Thursday, December 28, 2006

Man's best friend outside of a dog, 2: Sputnik Sweetheart, by Haruki Murakami

Before the book review, a quick digression on judging a book by it's cover. Here are the eight cover designs I found between British and American versions and the original Japanese paperback.










Cover 1Cover 2
Cover 3Cover 4
Cover 5Cover 6
Cover 7Cover 8

Picture number 1 is vastly more explicit than the book tends to be, and while 2 and 3 are at least relevant to the Greek Island part of the book, the same complaint applies. Number 4 is more abstract, and does accurately reflect the notion in the book of characters who feel split in two, but the tone is still wrong, as this design was originally chosen for Murakami's other romantic books, like Norwegian Wood and the like. 5, taken from a critical scene in the book, and 6, a picture of Sputnik, are just a bit too literal for my taste. My favorites are 7, the version I own, and 8, both of which combine the joke in the title with the romantic aspect of the story. Honestly, though, some of these designs are so different that I wonder if the text would seem different between the covers as well; the first visual impression you get from a book isn't trivial after all, maxims about judgment be damned.

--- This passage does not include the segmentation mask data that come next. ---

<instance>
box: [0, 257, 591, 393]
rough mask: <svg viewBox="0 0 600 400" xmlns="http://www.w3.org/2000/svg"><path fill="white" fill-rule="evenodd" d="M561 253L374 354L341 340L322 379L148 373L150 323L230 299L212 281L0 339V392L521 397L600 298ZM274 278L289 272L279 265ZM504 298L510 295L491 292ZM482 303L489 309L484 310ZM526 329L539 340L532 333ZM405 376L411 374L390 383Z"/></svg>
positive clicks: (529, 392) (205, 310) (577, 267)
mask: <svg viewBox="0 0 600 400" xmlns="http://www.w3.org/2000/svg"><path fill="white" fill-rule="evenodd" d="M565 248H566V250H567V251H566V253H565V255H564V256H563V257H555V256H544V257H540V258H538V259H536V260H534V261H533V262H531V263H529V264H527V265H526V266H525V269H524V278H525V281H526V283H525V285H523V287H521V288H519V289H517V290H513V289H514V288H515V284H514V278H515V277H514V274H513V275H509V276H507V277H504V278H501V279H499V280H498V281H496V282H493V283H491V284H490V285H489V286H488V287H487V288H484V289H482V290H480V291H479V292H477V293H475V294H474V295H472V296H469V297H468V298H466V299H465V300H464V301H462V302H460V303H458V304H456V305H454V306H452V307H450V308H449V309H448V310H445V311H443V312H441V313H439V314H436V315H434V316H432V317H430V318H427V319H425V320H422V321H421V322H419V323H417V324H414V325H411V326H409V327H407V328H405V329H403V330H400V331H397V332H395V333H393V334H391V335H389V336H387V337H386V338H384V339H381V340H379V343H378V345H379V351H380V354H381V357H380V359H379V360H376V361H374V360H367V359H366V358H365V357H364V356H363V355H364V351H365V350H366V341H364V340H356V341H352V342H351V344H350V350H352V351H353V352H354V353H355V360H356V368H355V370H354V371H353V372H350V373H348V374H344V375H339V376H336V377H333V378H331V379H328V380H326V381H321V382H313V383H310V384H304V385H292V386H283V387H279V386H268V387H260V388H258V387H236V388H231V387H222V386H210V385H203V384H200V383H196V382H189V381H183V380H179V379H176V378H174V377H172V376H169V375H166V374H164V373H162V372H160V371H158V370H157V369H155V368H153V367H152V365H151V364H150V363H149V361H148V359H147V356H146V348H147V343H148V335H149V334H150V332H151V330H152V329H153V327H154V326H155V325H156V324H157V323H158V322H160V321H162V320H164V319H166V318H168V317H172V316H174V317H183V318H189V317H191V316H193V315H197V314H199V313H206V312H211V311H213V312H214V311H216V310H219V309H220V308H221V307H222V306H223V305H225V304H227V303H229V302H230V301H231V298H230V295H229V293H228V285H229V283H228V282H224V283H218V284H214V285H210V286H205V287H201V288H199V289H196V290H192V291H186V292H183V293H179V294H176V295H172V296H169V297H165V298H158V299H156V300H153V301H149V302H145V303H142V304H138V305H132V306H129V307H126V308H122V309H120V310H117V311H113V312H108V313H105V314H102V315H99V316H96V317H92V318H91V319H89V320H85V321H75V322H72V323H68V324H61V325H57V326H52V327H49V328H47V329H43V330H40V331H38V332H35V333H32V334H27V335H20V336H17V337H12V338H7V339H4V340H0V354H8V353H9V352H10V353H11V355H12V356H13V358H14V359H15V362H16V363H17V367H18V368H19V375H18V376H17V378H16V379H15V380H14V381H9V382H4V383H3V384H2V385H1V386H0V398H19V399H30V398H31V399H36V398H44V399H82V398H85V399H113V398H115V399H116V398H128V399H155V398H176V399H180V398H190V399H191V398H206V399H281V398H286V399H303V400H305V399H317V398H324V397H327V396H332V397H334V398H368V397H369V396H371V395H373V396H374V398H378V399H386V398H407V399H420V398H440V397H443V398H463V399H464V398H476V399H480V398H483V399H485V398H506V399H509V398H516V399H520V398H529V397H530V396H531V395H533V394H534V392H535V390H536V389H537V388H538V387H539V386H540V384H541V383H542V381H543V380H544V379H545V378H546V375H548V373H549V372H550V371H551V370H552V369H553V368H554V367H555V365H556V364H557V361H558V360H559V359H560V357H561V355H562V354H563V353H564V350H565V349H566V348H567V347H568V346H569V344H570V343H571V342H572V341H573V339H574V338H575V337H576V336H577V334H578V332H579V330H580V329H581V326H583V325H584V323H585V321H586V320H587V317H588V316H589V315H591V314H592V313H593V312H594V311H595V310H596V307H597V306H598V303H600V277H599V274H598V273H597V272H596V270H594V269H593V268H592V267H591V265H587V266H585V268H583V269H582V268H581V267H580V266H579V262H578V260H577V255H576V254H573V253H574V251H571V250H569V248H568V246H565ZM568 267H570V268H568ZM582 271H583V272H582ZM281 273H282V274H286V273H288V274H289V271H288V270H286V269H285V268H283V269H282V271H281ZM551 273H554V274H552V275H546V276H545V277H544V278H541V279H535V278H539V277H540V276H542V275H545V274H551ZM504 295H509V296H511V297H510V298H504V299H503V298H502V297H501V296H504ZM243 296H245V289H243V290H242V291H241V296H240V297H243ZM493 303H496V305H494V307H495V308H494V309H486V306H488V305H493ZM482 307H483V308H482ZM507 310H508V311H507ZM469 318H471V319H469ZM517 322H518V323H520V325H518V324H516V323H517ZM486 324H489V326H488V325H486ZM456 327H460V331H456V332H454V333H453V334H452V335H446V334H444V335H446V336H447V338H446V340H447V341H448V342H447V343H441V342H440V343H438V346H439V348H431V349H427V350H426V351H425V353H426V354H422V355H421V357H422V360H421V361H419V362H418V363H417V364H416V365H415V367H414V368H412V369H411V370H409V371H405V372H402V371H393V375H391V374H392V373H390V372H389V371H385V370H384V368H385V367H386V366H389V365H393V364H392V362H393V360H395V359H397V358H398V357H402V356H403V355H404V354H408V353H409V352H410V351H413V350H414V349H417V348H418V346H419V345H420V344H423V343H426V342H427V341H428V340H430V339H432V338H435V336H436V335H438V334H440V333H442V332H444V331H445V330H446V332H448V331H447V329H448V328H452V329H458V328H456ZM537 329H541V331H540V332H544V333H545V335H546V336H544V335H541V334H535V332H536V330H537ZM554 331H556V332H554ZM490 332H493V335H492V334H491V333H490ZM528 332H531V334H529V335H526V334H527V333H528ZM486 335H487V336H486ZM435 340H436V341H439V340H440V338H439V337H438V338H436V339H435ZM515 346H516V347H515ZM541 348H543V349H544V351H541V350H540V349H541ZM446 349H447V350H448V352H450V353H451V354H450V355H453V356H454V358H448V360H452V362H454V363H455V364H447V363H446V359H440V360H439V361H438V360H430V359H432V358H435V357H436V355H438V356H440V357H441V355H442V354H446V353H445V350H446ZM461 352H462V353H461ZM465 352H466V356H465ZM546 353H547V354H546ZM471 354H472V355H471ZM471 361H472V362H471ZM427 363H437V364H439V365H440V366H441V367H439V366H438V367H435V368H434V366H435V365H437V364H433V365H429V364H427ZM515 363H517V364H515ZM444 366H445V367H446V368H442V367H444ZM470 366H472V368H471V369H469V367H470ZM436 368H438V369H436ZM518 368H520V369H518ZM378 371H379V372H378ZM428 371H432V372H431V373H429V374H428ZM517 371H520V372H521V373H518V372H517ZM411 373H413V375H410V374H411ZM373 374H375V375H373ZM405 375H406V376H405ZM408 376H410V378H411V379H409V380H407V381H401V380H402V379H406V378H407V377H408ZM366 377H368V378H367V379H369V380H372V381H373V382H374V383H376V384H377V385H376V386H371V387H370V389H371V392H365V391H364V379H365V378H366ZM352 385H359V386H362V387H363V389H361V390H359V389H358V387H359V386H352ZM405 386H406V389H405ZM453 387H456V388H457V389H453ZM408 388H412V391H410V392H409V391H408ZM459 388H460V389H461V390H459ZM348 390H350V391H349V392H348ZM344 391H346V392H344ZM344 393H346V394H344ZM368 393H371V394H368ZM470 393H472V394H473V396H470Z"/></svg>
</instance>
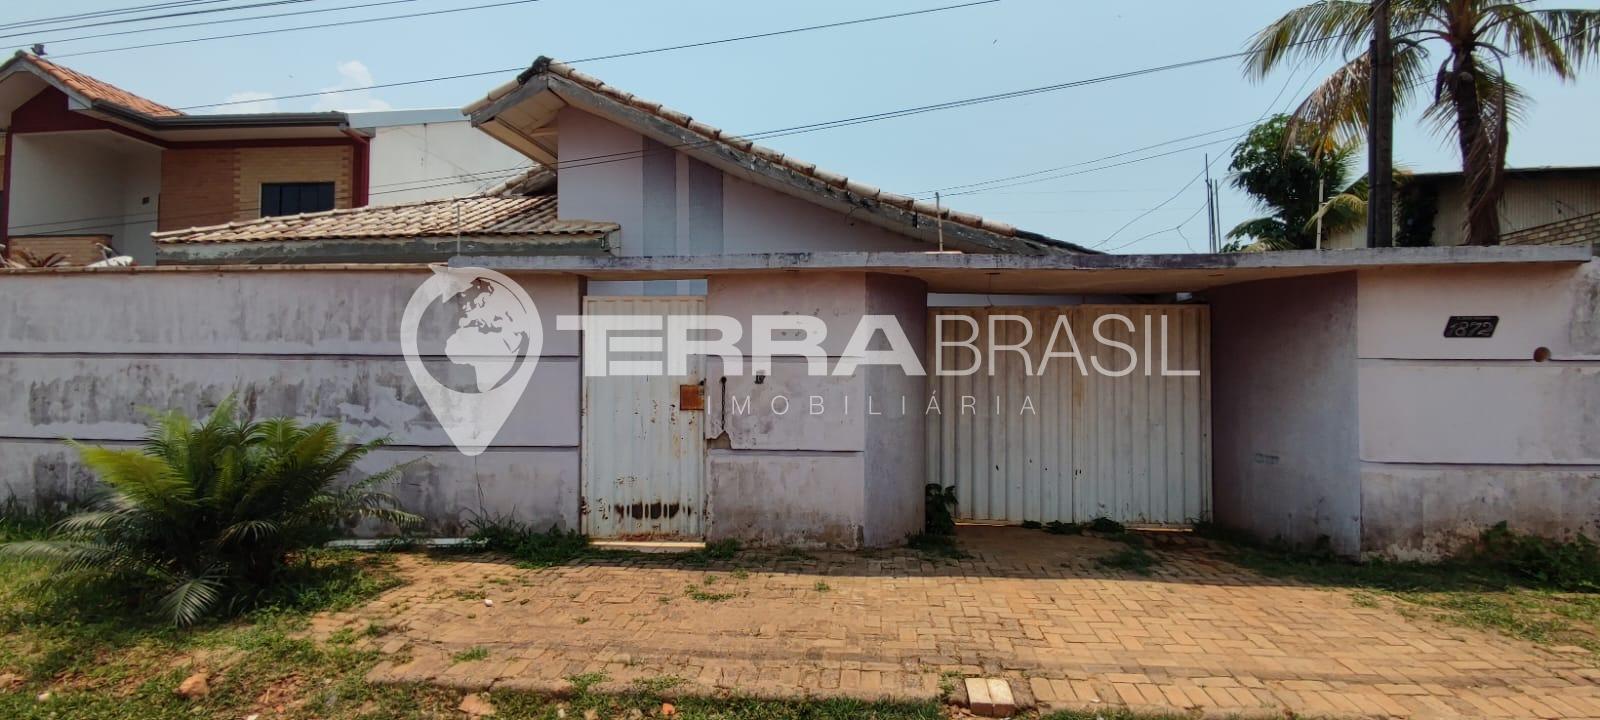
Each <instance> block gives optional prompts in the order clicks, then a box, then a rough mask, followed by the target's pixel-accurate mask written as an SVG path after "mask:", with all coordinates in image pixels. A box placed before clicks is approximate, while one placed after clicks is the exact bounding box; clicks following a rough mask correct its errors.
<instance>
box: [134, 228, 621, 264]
mask: <svg viewBox="0 0 1600 720" xmlns="http://www.w3.org/2000/svg"><path fill="white" fill-rule="evenodd" d="M613 235H614V230H610V232H584V234H517V235H462V237H459V238H458V237H454V235H450V237H394V238H370V237H368V238H317V240H235V242H171V240H166V242H157V243H155V256H157V264H160V266H238V264H282V262H309V264H326V262H443V261H448V259H450V258H454V256H458V254H464V253H466V254H485V253H486V254H494V256H512V258H523V256H541V254H565V256H603V254H611V251H613V250H614V246H616V243H614V242H613Z"/></svg>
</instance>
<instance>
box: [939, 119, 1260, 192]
mask: <svg viewBox="0 0 1600 720" xmlns="http://www.w3.org/2000/svg"><path fill="white" fill-rule="evenodd" d="M1246 125H1254V123H1238V125H1229V126H1226V128H1216V130H1208V131H1205V133H1195V134H1186V136H1182V138H1174V139H1170V141H1162V142H1155V144H1150V146H1144V147H1138V149H1133V150H1126V152H1118V154H1115V155H1106V157H1099V158H1094V160H1082V162H1075V163H1067V165H1058V166H1054V168H1045V170H1035V171H1032V173H1021V174H1008V176H1005V178H990V179H986V181H976V182H965V184H960V186H947V187H938V189H933V190H922V192H914V194H912V195H918V197H920V195H933V194H934V192H939V194H950V190H965V189H970V187H982V186H990V184H998V182H1008V181H1014V179H1022V178H1035V176H1040V174H1048V173H1056V171H1061V170H1070V168H1080V166H1083V165H1094V163H1099V162H1106V160H1115V158H1118V157H1125V155H1133V154H1134V152H1144V150H1154V149H1157V147H1163V146H1171V144H1174V142H1184V141H1192V139H1198V138H1205V136H1208V134H1218V133H1226V131H1229V130H1238V128H1243V126H1246ZM1058 178H1066V176H1056V178H1045V179H1058ZM1018 184H1021V182H1018ZM1018 184H1011V186H1003V187H1014V186H1018ZM955 195H970V194H968V192H958V194H955Z"/></svg>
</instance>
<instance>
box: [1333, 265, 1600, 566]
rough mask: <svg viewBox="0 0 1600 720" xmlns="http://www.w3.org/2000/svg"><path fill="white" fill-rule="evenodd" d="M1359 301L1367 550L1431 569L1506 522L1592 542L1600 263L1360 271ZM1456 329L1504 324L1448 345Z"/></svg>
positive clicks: (1366, 550) (1592, 533)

Anyway, on to the book Review:

Sputnik Sweetheart, by Haruki Murakami


ISBN: 0375726055
Compare prices at fetchbook.info
Categories: Asian authors, UIUC Book Club



Murakami ranks highly on the list of my favorite authors, and in many ways this book helps to explain why. It is a smaller, more compact effort that his quasi-science fiction classics like Hard-Boiled Wonderland and Wind-up Bird Chronicle, lacking their scope but able to bring more focus to its topic. Like all Murakami books, our protagonist is a lonely man who feels detached in his day-to-day life. He is in love with a woman, Sumire, who feels nothing for him but falls madly in love with another woman, Miu, setting up a rather strange love triangle of frustrated desires and heartbreak.

In other hands, this would be a book that cuts to the heart of pain and loneliness, but that is hardly Murakami's style. Instead, he pushes their fears and desires into the dreamworld, where metaphors for detachment (disappearing into oneself, feeling split in two) become literal physical manifestations, and where his evocative but introverted prose has its maximum effect. In some sense, we all understand how an interior monologue works, but there is new ground to be found in a world where such thoughts are made flesh while remaining unconstrained by ordinary notions of reality and logic. I am not sure if this reading is correct, but it struck me that the two crucial incidents in the lives of the female characters, described here in dreamy and relatively unthreatening tones, are very suggestive of much darker analogues in the real world. If this is intended, then the book becomes a more disturbing work, in which we use out fantasies not to explore potential fates outside our control but to protect us from real life and all its associated unpleasantness. Either way, Murakami remains the master of tangential feeling, allowing us to see into his characters in a way that they themselves cannot. If his books tend to leave an ambiguous aftertaste, that is almost certainly the point; we live not in a world of absolutes but rather one of shades of meaning that we impose over external reality. This one fits that description well, bizarre at times but ultimately a satisfying exploration of loneliness and the ways in which we deal with it.